Они молча ждали чай. Рядом у витрины женщина ругалась с официантом из-за перепутанного заказа. За стеклом кто-то играл на сазе – рвано, но с душой. В кафе, несмотря на шум, было уютно.

– Вчера вечером я долго думала, – сказала Мелисса, когда им подали чай.

– И что решила?

– Что устала быть поверхностной. Я слишком часто адаптируюсь. Примеряю чужую энергию. А потом не могу вспомнить, какая я на самом деле.

Он слушал. Внимательно. Не перебивая.

– Меня всё время как будто немного нет, – продолжила она. – Как будто я привидение, которое просит разрешения быть. Даже в любви. Даже в семье.

– А сейчас? Ты здесь?

Она посмотрела на него. И впервые не испугалась вопроса.

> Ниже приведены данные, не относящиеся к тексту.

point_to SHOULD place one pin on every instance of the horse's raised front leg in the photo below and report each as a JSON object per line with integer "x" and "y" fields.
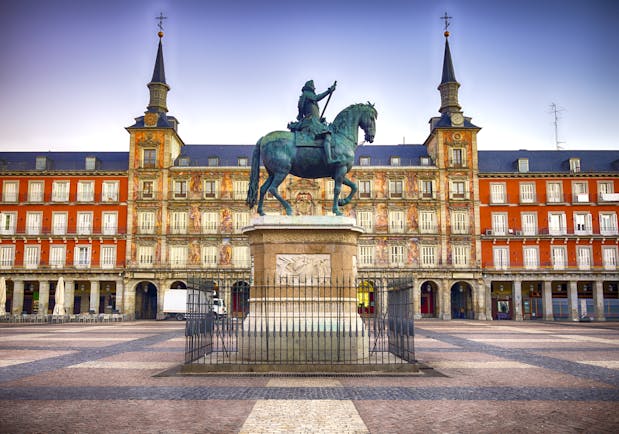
{"x": 278, "y": 178}
{"x": 263, "y": 191}
{"x": 353, "y": 190}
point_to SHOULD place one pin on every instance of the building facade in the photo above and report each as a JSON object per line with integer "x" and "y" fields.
{"x": 448, "y": 216}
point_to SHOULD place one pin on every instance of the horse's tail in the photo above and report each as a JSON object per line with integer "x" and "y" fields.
{"x": 254, "y": 177}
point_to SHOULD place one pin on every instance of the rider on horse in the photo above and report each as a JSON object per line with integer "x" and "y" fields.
{"x": 309, "y": 120}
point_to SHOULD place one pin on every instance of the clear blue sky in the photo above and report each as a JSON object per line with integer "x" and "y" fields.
{"x": 74, "y": 73}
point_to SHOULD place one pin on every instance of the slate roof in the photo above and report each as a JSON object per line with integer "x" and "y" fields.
{"x": 548, "y": 161}
{"x": 64, "y": 161}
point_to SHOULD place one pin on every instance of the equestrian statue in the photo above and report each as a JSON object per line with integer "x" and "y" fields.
{"x": 311, "y": 149}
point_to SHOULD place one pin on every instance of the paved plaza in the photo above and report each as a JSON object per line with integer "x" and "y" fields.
{"x": 479, "y": 377}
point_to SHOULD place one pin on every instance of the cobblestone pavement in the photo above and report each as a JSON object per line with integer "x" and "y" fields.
{"x": 485, "y": 377}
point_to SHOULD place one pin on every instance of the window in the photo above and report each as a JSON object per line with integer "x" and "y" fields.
{"x": 396, "y": 255}
{"x": 523, "y": 165}
{"x": 57, "y": 256}
{"x": 460, "y": 256}
{"x": 7, "y": 256}
{"x": 59, "y": 223}
{"x": 365, "y": 219}
{"x": 33, "y": 223}
{"x": 583, "y": 257}
{"x": 608, "y": 223}
{"x": 558, "y": 257}
{"x": 108, "y": 256}
{"x": 501, "y": 257}
{"x": 146, "y": 222}
{"x": 395, "y": 189}
{"x": 180, "y": 189}
{"x": 397, "y": 221}
{"x": 582, "y": 223}
{"x": 148, "y": 189}
{"x": 427, "y": 222}
{"x": 366, "y": 255}
{"x": 149, "y": 159}
{"x": 84, "y": 223}
{"x": 109, "y": 223}
{"x": 499, "y": 224}
{"x": 7, "y": 223}
{"x": 85, "y": 191}
{"x": 109, "y": 191}
{"x": 60, "y": 191}
{"x": 427, "y": 189}
{"x": 9, "y": 191}
{"x": 428, "y": 256}
{"x": 35, "y": 191}
{"x": 240, "y": 220}
{"x": 530, "y": 257}
{"x": 81, "y": 256}
{"x": 209, "y": 256}
{"x": 457, "y": 157}
{"x": 529, "y": 223}
{"x": 178, "y": 222}
{"x": 91, "y": 163}
{"x": 365, "y": 189}
{"x": 580, "y": 192}
{"x": 240, "y": 190}
{"x": 609, "y": 257}
{"x": 556, "y": 223}
{"x": 497, "y": 193}
{"x": 178, "y": 256}
{"x": 145, "y": 256}
{"x": 527, "y": 192}
{"x": 459, "y": 222}
{"x": 458, "y": 190}
{"x": 240, "y": 256}
{"x": 31, "y": 256}
{"x": 554, "y": 192}
{"x": 210, "y": 189}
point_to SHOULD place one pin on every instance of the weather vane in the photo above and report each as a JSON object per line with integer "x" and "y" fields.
{"x": 446, "y": 18}
{"x": 160, "y": 25}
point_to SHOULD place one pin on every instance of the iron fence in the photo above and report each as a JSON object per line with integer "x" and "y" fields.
{"x": 363, "y": 321}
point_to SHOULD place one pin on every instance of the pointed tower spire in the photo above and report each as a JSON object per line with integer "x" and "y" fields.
{"x": 158, "y": 87}
{"x": 449, "y": 86}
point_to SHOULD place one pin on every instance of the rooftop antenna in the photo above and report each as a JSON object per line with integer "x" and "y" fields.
{"x": 555, "y": 110}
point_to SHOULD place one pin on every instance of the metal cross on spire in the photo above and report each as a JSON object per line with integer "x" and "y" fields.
{"x": 446, "y": 18}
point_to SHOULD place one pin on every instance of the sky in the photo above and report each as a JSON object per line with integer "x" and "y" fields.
{"x": 73, "y": 74}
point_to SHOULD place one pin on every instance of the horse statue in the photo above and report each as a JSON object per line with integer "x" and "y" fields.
{"x": 299, "y": 154}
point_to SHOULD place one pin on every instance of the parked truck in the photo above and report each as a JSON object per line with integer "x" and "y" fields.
{"x": 175, "y": 304}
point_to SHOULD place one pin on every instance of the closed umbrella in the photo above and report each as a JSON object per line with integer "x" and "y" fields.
{"x": 2, "y": 296}
{"x": 59, "y": 297}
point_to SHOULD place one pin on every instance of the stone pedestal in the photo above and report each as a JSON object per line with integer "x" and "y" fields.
{"x": 303, "y": 300}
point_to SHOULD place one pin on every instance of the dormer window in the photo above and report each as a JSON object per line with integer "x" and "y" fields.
{"x": 91, "y": 163}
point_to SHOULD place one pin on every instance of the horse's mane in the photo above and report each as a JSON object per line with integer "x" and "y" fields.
{"x": 342, "y": 120}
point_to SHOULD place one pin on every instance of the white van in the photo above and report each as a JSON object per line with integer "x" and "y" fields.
{"x": 175, "y": 304}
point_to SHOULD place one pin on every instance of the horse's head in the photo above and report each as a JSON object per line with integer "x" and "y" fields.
{"x": 367, "y": 121}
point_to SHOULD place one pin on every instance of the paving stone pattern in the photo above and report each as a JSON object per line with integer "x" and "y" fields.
{"x": 481, "y": 377}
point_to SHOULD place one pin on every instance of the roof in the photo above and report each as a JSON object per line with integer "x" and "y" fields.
{"x": 64, "y": 161}
{"x": 229, "y": 154}
{"x": 548, "y": 161}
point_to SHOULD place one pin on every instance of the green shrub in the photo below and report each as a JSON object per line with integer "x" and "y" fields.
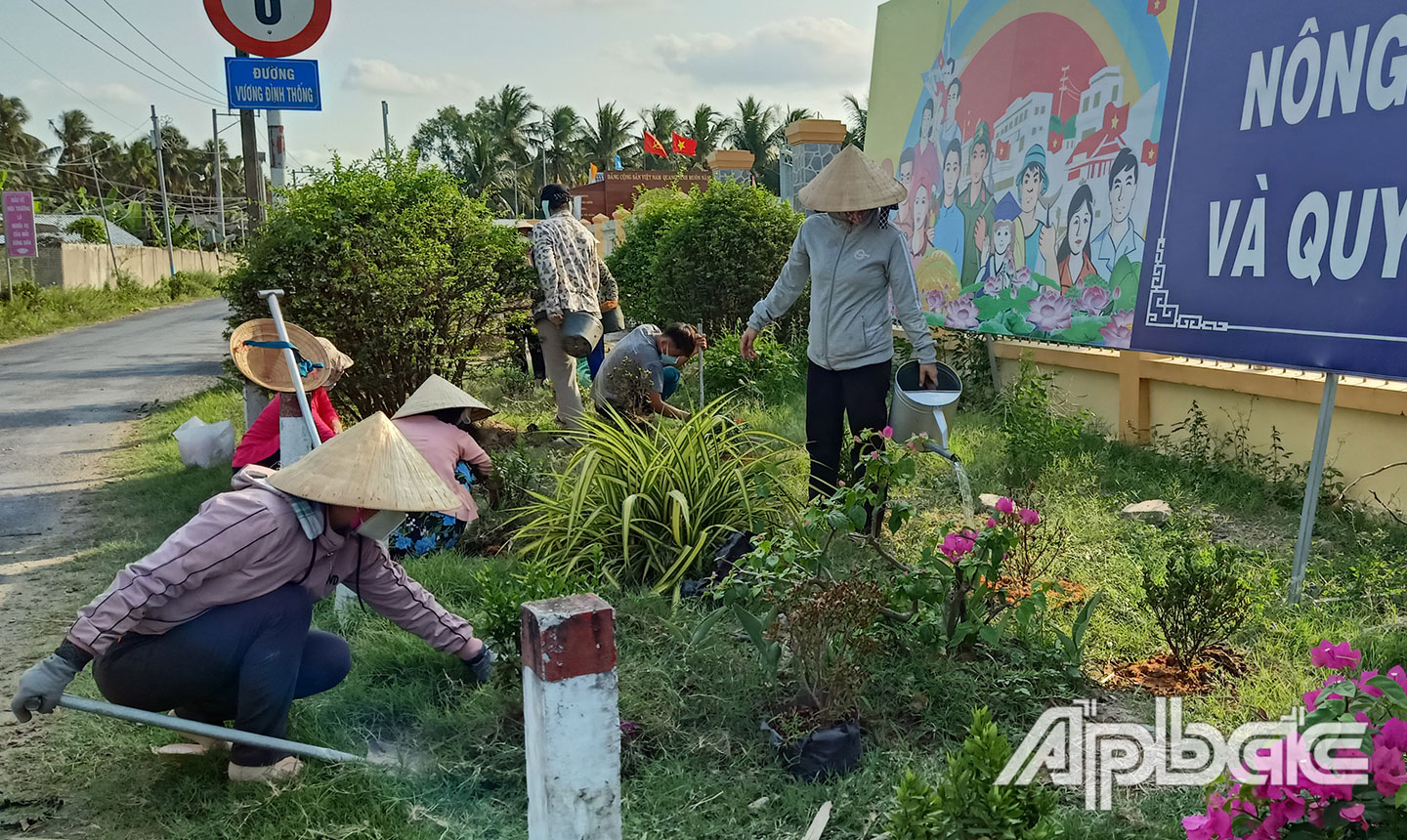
{"x": 1201, "y": 601}
{"x": 89, "y": 229}
{"x": 706, "y": 256}
{"x": 777, "y": 373}
{"x": 968, "y": 802}
{"x": 396, "y": 266}
{"x": 649, "y": 505}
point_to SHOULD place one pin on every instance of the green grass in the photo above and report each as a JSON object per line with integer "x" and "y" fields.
{"x": 701, "y": 760}
{"x": 42, "y": 310}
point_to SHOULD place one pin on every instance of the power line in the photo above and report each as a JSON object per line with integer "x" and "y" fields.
{"x": 162, "y": 51}
{"x": 133, "y": 125}
{"x": 123, "y": 44}
{"x": 64, "y": 24}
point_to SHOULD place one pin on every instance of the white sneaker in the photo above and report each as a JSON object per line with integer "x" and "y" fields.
{"x": 284, "y": 770}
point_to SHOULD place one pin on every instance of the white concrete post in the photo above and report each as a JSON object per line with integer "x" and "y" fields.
{"x": 572, "y": 719}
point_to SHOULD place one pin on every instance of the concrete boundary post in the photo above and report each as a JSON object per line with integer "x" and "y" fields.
{"x": 572, "y": 719}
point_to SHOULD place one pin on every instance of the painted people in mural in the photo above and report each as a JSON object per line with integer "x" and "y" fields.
{"x": 1033, "y": 115}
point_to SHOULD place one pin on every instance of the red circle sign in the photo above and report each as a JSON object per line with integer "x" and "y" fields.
{"x": 271, "y": 28}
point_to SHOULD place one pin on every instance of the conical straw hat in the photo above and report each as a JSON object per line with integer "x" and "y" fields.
{"x": 438, "y": 393}
{"x": 266, "y": 366}
{"x": 369, "y": 466}
{"x": 851, "y": 182}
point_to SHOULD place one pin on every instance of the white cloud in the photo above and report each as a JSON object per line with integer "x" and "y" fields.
{"x": 373, "y": 75}
{"x": 106, "y": 93}
{"x": 798, "y": 53}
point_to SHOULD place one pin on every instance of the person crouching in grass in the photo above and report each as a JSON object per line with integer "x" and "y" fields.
{"x": 643, "y": 370}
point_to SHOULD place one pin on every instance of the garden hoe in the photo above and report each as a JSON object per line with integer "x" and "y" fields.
{"x": 379, "y": 756}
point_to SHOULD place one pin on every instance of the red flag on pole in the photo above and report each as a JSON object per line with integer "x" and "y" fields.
{"x": 684, "y": 146}
{"x": 653, "y": 146}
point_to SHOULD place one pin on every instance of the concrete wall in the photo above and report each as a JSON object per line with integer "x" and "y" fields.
{"x": 1369, "y": 427}
{"x": 90, "y": 266}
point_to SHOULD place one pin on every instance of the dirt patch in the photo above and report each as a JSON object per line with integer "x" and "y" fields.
{"x": 1164, "y": 676}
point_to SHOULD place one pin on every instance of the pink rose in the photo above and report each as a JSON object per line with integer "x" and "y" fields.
{"x": 1051, "y": 312}
{"x": 1120, "y": 329}
{"x": 1334, "y": 656}
{"x": 961, "y": 314}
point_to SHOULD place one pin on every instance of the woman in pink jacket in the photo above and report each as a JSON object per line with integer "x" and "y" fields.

– Да. Впервые за долгое время – да.

Он молча протянул ей чай.

– Тогда запомни этот вкус. Это будет вкус твоего настоящего.

Мелисса сделала глоток. Было горько. Терпко. Но как будто в самый раз.

– А ты, Гёкхан? – спросила она. – У тебя тоже был момент, когда ты понял: «я здесь»?

Он посмотрел в окно, будто пытаясь найти нужные слова между облаками.

– Был. Это было после смерти отца. Я не плакал. Ни слезы. Только сел на лодку и ушёл в море. И там, среди воды, меня впервые охватил страх: что если я – никто? Что если я просто продолжаю то, что было начато до меня? Без воли, без смысла.